Here’s a piece I penned for Perforce Software, “The State of SCM in 2012.” Executive summary:
“As the latest research on SCM suggests, developers are struggling with latency, far-flung-teams, ad-hoc workflows, administrative overhead, and integration nightmares. Find out how these factors are undermining developer productivity and performance, and how the SCM field is evolving to address these critical issues.”
And how’s about this intro? Punchy if I do say so myself:
“Waiting. It’s the last thing developers want to do as they access branches, merge their changes into the codebase or see if the latest build passes all tests. Make a developer wait to use a tool, and you’ll soon find that tool tossed aside.”
One thing I’ve never forgotten from my decade in magazines is this concept that the reader needs multiple points of entry on every page. No one reads start to finish. We all scan. Create opportunities for fast transmission of ideas and to hook the reader’s curiosity. On the flip side, avoid visual confusion. Make sure the pages and the piece as a whole is cohesive. I’m particularly fond of snappy sidebars, and this piece has a few, like this one:
Six SCM life hacks
Innovative tools take versioning into new territory. Modern SCM can lighten the load by:
- Balancing the needs of individuals, teams and IT with flexibility and independence for developers, collaboration for teams, and fast performance for all.
- Tracking the status and integrity of many different types of digital assets beyond source code.
- Letting developers work remotely and off-line, while maintaining a central repository.
- Instead of discouraging “cowboy coding” — versioning it.
- Acting as a “force multiplier” for small IT teams, freeing up administrators for other tasks.
- Guiding development teams toward best practices in agile change management via streams or “branches with brains.”

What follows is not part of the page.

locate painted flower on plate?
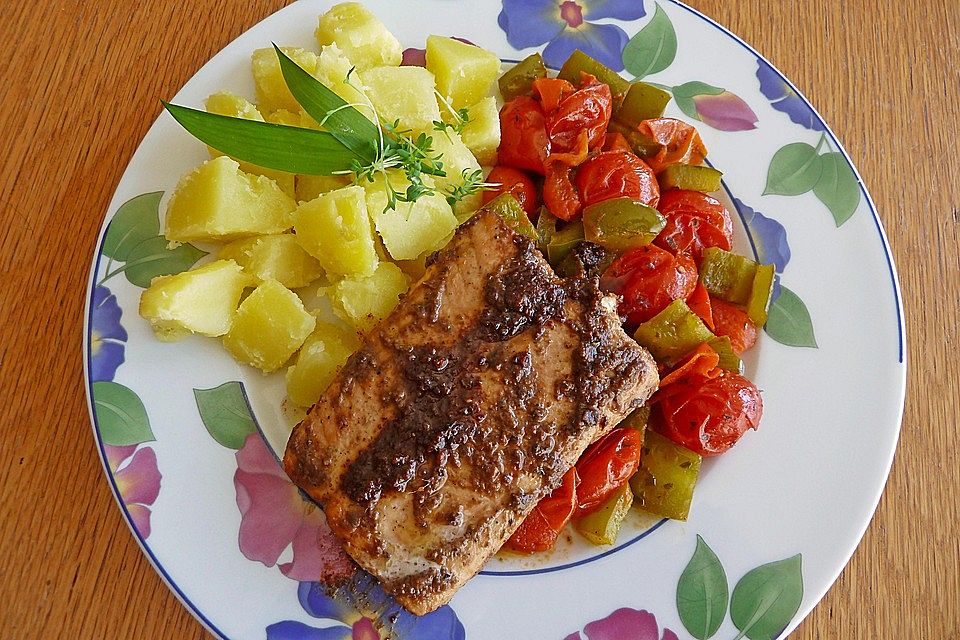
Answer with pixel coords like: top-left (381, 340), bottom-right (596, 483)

We reconfigured this a number of ways, as a two-parter, a three-parter, and with different goals for different versions. I’m proud of this work, as it illustrates my approach to whitepapers: highly readable, slightly irrreverent, journalistic and meticulously researched. As it happens, I’m about to do the third version of this, again with a slightly different marketing goal, for Perforce. Each has been highly successful. Should be a fun job!